Оба тигра послушно развернулись и отправились к себе в логово.
Пораженный цензор спросил:
— Какие добрые дела совершали Вы, наставник, коль скоро тигры так слушаются Вас?
— А Вы разве не знаете? — мгновение помолчав, спросил наставник.
— Нет, не знаю.
— Так я часто повторяю имя Боддисатвы Гуанъинъ! — сказал наставник.
Путы спадают
Чаньское сердце не подобно сердцу обычных людей. Думается, что чаньский наставник, практикуя Чань и сидя в медитации, немало забавлял животных, в том числе и двух тигров. Но только достигнув такой чаньской души, можно оказаться в подобной ситуации. Это пример и того, как Чань используется в повседневной жизни, и одновременно утонченный смысл самого созерцания.

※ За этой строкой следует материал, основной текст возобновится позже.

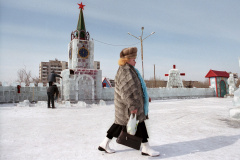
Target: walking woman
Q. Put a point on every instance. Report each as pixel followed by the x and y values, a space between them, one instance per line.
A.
pixel 130 97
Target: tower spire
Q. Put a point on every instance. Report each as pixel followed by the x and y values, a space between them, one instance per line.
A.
pixel 81 24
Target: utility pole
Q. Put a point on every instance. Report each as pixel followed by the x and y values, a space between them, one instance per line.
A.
pixel 154 78
pixel 141 39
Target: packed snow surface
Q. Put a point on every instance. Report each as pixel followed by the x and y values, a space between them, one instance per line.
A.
pixel 182 129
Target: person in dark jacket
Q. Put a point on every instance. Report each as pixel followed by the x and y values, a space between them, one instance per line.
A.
pixel 51 91
pixel 52 77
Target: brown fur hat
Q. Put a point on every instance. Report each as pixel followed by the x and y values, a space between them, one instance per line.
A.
pixel 129 53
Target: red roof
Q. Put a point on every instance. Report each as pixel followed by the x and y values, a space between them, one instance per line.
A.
pixel 213 73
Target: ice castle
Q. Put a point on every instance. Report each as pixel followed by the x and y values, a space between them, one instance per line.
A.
pixel 81 81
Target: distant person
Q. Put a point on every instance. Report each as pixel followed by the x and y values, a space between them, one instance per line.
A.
pixel 51 91
pixel 130 97
pixel 52 77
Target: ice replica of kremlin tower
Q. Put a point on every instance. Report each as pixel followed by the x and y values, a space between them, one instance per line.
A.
pixel 81 81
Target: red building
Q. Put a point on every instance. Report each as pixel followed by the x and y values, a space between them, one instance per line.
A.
pixel 218 81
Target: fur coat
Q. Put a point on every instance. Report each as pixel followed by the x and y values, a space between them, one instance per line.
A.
pixel 128 95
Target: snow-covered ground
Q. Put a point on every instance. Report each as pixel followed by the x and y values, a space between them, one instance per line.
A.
pixel 187 129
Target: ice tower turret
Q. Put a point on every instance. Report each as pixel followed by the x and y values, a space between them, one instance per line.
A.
pixel 81 81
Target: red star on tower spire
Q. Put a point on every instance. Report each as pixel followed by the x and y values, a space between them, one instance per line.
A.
pixel 81 6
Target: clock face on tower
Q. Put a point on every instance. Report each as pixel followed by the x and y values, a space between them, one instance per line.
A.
pixel 83 52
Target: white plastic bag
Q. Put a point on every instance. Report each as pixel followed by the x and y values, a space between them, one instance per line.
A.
pixel 132 125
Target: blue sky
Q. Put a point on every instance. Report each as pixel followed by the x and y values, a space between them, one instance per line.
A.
pixel 196 35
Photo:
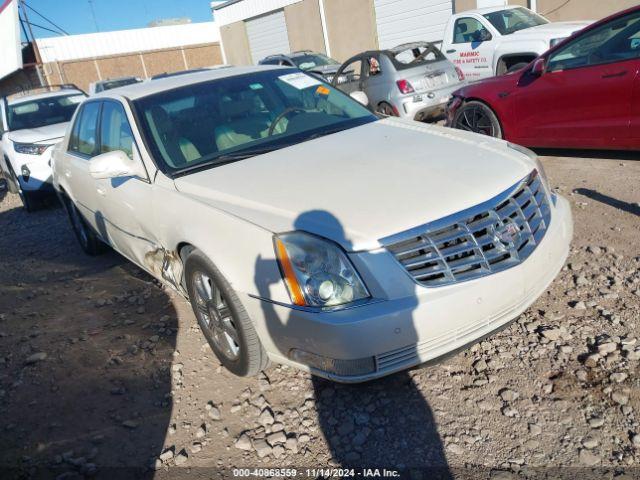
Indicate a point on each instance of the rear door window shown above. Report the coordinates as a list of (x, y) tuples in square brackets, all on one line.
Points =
[(616, 41), (87, 133)]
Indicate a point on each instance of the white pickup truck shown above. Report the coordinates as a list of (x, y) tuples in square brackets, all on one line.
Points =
[(493, 41)]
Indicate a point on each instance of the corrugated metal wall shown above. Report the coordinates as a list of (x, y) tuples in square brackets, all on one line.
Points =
[(267, 35), (402, 21)]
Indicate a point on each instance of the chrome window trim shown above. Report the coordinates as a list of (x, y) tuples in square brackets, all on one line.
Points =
[(459, 219)]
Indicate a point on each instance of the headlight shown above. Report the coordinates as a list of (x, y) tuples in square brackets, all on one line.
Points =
[(30, 148), (316, 271), (534, 157)]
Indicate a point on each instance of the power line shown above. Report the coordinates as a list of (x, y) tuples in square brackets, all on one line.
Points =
[(93, 13), (43, 28), (43, 17)]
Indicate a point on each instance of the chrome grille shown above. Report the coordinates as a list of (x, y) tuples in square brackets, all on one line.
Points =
[(486, 239)]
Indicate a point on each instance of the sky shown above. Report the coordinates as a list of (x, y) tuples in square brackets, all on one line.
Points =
[(75, 16)]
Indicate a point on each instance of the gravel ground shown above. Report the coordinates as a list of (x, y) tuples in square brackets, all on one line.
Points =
[(104, 373)]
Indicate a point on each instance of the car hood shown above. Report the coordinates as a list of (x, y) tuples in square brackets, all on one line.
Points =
[(362, 184), (324, 69), (492, 84), (40, 134), (549, 30)]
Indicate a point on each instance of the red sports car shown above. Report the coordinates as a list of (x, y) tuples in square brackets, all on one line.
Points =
[(582, 93)]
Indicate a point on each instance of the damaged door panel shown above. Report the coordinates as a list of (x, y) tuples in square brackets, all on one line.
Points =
[(166, 265)]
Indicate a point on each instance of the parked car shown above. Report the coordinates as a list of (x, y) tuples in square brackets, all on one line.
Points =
[(304, 229), (413, 80), (31, 123), (583, 93), (493, 41), (102, 85), (314, 63)]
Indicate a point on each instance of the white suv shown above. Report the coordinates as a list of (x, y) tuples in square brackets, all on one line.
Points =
[(304, 229), (31, 123)]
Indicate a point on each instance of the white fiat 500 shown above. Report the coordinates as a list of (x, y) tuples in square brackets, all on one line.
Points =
[(303, 229)]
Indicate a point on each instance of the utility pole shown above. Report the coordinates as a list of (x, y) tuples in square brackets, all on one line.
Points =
[(34, 44)]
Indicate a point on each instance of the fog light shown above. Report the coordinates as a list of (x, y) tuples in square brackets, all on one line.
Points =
[(359, 366), (26, 173)]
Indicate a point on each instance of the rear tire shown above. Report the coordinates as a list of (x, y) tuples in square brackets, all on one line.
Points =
[(28, 199), (478, 118), (222, 318), (87, 238), (385, 109)]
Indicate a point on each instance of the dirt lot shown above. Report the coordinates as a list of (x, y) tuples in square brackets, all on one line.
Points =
[(104, 373)]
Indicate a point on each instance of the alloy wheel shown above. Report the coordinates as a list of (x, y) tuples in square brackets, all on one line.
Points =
[(476, 120), (214, 314), (78, 225)]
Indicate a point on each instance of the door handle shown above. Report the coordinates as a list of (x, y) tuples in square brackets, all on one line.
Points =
[(615, 75)]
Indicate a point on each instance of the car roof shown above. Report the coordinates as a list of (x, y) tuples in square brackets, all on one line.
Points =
[(151, 87), (409, 46), (485, 10), (38, 96)]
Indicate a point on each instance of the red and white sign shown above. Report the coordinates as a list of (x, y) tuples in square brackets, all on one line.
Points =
[(10, 45)]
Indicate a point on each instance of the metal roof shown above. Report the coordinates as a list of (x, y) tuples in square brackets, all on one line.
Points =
[(150, 87), (101, 44)]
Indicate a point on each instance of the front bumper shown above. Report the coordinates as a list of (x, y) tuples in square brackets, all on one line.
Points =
[(404, 332)]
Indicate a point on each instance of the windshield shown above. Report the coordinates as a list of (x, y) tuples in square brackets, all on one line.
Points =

Доброта и естественность — вот что является основой мирного сосуществования людей и животных. Ну, а людей между собой?
Примечание
Боддисатва Гуанъинь (Авалокитешвара) — божество милосердия, часто изображаемое в женском обличии, иногда в виде многорукого существа. Молитва, обращенная к Гуанъинь, обычно содержит просьбу спасения всех живых существ на земле.
Стоит ли гневаться из-за орхидей?
Приход созерцания
Один чаньский наставник очень любил орхидеи. И однажды, перед тем как отправиться в странствия, он повелел своим ученикам как следует ухаживать за монастырскими орхидеями.
Ученики всё делали в соответствии с наказом наставника, но как-то раз задели подставку с цветами — и горшки с орхидеями полетели на пол, разбившись вдребезги. Ученики страшно перепугались, в их головах уже рисовались картины того, как разгневается наставник и сколь суровое наказание их ждет.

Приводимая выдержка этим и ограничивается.